Many of those constituents reported not seeing a snowplow on their streets for days after the snowfall.
Council President Natali Fani-González, who added the storm response briefing to Tuesday’s council agenda, said county departments were “competing against each other for the same contractors.”
Other council members called for a clearer plan to divvy up snow-clearing responsibilities among agencies. Andrew Friedson, who represents District 1, asked about existing protocols for such coordination.
Conklin said they’re outdated and simply require state agencies to communicate with one another.
“That doesn’t sound like a protocol,” Friedson said.
Snow stories
More than 400 people tuned into a virtual town hall hosted by at-large council member Will Jawando Monday night to discuss the county’s storm response. He told the council on Tuesday about a homeowner “who had to pay $5,000 out of pocket to clear what plows left behind.”
Stewart said her office interceded to help two residents, including a cancer patient, get to critical medical appointments. She also noted that some of her constituents could not navigate snowy, icy streets to collect food distributed at neighborhood schools.

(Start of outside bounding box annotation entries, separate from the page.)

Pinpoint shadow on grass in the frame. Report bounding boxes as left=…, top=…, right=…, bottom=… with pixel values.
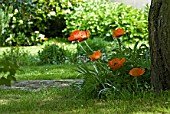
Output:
left=0, top=88, right=170, bottom=114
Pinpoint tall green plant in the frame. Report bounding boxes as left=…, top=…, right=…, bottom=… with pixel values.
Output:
left=0, top=4, right=13, bottom=46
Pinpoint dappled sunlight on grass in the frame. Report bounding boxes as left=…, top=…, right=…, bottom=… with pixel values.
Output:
left=16, top=65, right=78, bottom=80
left=0, top=88, right=170, bottom=114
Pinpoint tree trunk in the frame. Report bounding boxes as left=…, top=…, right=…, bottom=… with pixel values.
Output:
left=149, top=0, right=170, bottom=92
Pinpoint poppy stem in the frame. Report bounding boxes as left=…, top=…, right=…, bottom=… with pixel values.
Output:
left=84, top=41, right=93, bottom=52
left=117, top=38, right=122, bottom=50
left=78, top=43, right=87, bottom=53
left=135, top=77, right=138, bottom=92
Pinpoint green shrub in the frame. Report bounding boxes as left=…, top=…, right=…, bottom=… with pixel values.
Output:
left=3, top=0, right=85, bottom=45
left=63, top=0, right=148, bottom=43
left=38, top=44, right=66, bottom=64
left=0, top=59, right=19, bottom=86
left=2, top=47, right=39, bottom=66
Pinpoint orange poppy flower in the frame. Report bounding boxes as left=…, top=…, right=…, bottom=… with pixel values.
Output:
left=108, top=58, right=125, bottom=70
left=129, top=68, right=145, bottom=77
left=112, top=28, right=124, bottom=38
left=68, top=30, right=90, bottom=42
left=88, top=50, right=102, bottom=60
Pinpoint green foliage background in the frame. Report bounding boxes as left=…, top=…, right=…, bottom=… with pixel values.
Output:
left=63, top=1, right=149, bottom=43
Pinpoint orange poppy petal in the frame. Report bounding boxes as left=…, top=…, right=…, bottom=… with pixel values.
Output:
left=112, top=28, right=124, bottom=38
left=129, top=68, right=145, bottom=77
left=68, top=30, right=90, bottom=42
left=108, top=58, right=125, bottom=70
left=88, top=50, right=102, bottom=60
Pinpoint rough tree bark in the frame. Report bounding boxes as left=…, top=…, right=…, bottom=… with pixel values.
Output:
left=148, top=0, right=170, bottom=92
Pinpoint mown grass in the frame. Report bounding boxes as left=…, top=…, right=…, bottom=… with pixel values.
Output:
left=0, top=88, right=170, bottom=114
left=15, top=64, right=78, bottom=80
left=0, top=47, right=170, bottom=114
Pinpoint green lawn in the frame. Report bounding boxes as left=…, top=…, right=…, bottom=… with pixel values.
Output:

MCPS opened schools on Tuesday with a two-hour delay and is expected to do the same on Wednesday.
Schoolchildren are still having a hard time getting to class, said council member Evan Glass, referencing a video he saw of community members hoisting dozens of Silver Spring elementary schoolchildren over piles of snow so they could get to a school bus stop.
Council member Kristin Mink said she watched children walk in the middle of busy University Boulevard to avoid piles of ice and snow on the way to school.
Future storms
Conklin said the county should amend its code to allow a snow emergency to be declared on a Sunday, which would require drivers to move cars to make room for snowplows. This storm, which dropped between 6 and 12 inches of snow on the county that quickly froze, fell on a Sunday.
Luke Hodgson, director of the county’s Office of Emergency Management and Homeland Security, told the council that the county should have handled the storm better.
But he also suggested a “mismatch in the expectations amongst the public and what can realistically be done.”